2.3.1 Bax表達(dá)變化 Bax表達(dá)陽性細(xì)胞僅胞漿著色呈棕黃色。常溫組和亞低溫組Bax表達(dá)陽性細(xì)胞數(shù)較假手術(shù)組明顯增加。亞低溫組比常溫組Bax表達(dá)陽性的細(xì)胞數(shù)明顯減少（P＜0.05）。亞低溫各組Bax表達(dá)陽性細(xì)胞數(shù)：3 h＜6 h＜12 h（P＜0.05）（表3、圖1～4）。

2.3.2 Bcl－2表達(dá)變化 Bcl－2表達(dá)陽性細(xì)胞胞漿著色呈棕黃色。常溫組和亞低溫組Bcl－2表達(dá)陽性細(xì)胞數(shù)較假手術(shù)組明顯增加。亞低溫組比常溫組Bcl－2陽性細(xì)胞數(shù)增加（P＜0.05）。亞低溫各組Bcl－2表達(dá)陽性細(xì)胞數(shù)依次是3 h＞6 h＞12 h（P＜0.05）（表4、圖5～8）。

表3 各組Bax陽性細(xì)胞數(shù)的比較（±s，個(gè)／每個(gè)400倍視野）

表3 各組Bax陽性細(xì)胞數(shù)的比較（±s，個(gè)／每個(gè)400倍視野）

注：與NT 組比較，＊P＜0.05；與6 h、12 h組比較，△P＜0.05；與12 h組比較，▲P＜0.05。

指標(biāo) SO 組 NT 組 HT3 h組 HT6 h組 HT12 h組Bax陽性細(xì)胞數(shù) 1.60±1.24 53.20±5.81 24.60±5.94＊△ 38.00±4.00＊▲ 46.00±7.58＊

表4 各組Bcl－2陽性細(xì)胞數(shù)比較（±s，個(gè)／每個(gè)400倍視野）

表4 各組Bcl－2陽性細(xì)胞數(shù)比較（±s，個(gè)／每個(gè)400倍視野）

注：與NT 組比較，＊P＜0.05；與6 h、12 h組比較，△P＜0.05；與12 h組比較，▲P＜0.05。

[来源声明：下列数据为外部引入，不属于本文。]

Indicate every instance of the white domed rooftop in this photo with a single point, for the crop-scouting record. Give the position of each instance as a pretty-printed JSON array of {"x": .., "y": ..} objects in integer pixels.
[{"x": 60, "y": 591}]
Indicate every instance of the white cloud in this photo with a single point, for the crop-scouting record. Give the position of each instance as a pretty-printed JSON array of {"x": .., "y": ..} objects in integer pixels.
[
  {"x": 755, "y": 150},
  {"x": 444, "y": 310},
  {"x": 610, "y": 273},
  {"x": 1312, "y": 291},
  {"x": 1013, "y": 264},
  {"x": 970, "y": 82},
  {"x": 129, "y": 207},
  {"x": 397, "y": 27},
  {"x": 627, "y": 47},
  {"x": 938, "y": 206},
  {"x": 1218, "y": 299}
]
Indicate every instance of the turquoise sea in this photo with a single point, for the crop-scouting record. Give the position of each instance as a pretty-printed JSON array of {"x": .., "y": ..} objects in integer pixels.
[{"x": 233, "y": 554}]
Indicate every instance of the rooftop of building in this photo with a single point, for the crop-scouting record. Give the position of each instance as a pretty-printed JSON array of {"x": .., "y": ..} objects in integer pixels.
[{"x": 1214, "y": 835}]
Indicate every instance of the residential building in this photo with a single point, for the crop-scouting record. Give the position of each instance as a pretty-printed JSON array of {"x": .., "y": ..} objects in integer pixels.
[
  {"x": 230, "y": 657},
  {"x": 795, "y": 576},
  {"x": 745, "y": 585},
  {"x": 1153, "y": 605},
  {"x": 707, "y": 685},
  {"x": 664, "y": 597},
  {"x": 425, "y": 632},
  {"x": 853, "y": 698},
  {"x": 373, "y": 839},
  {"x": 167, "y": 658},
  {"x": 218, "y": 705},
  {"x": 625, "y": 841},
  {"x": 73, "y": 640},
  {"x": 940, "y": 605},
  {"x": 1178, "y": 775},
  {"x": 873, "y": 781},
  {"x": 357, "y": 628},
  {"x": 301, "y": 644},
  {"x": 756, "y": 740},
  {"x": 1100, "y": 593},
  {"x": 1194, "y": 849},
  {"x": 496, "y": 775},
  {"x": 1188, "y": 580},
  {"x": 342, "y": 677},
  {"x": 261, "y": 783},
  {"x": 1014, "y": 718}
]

指標(biāo) SO 組 NT 組 HT3 h組 HT6 h組 HT12 h組Bcl－2陽性細(xì)胞數(shù) 2.40±1.14 21.60±5.94 43.20±5.81＊△ 35.10±4.31＊▲ 29.40±7.58＊

3 討 論

腦缺血后神經(jīng)元的死亡有壞死和凋亡兩種，細(xì)胞凋亡參與缺血后梗死的發(fā)展。腦缺血后缺血中心區(qū)的神經(jīng)元以壞死為主，缺血邊緣區(qū)即半暗帶區(qū)神經(jīng)元?jiǎng)t以凋亡為主。因此腦梗死后治療的一系列措施主要是針對(duì)缺血半暗帶進(jìn)行的。亞低溫能夠縮小梗死面積、減輕腦水腫和改善缺血癥狀等，這些作用均可起到抑制神經(jīng)元凋亡、阻止腦缺血后梗死灶進(jìn)展的作用。

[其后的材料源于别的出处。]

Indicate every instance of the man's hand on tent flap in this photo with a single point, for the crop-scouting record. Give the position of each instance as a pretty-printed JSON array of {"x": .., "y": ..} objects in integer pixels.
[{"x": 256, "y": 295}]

Bax是一種促凋亡蛋白，它表達(dá)增加可以促進(jìn)細(xì)胞凋亡。Bcl－2是抗凋亡蛋白。二者存在于線粒體外膜、核膜和內(nèi)質(zhì)網(wǎng)膜上，可以形成不同的二聚體，通過它們之間的不同比例來調(diào)節(jié)線粒體膜的通透性，最終調(diào)節(jié)細(xì)胞的凋亡或存活。本研究結(jié)果顯示，腦缺血后Bcl－2和Bax表達(dá)均上調(diào)。Bcl－2／Bax比值下降，凋亡細(xì)胞數(shù)增加［11］，促進(jìn)Bcl－2表達(dá)、抑制Bax表達(dá)可使Bcl－2／Bax比值增加，凋亡細(xì)胞數(shù)減少，起到腦保護(hù)作用［12～14］。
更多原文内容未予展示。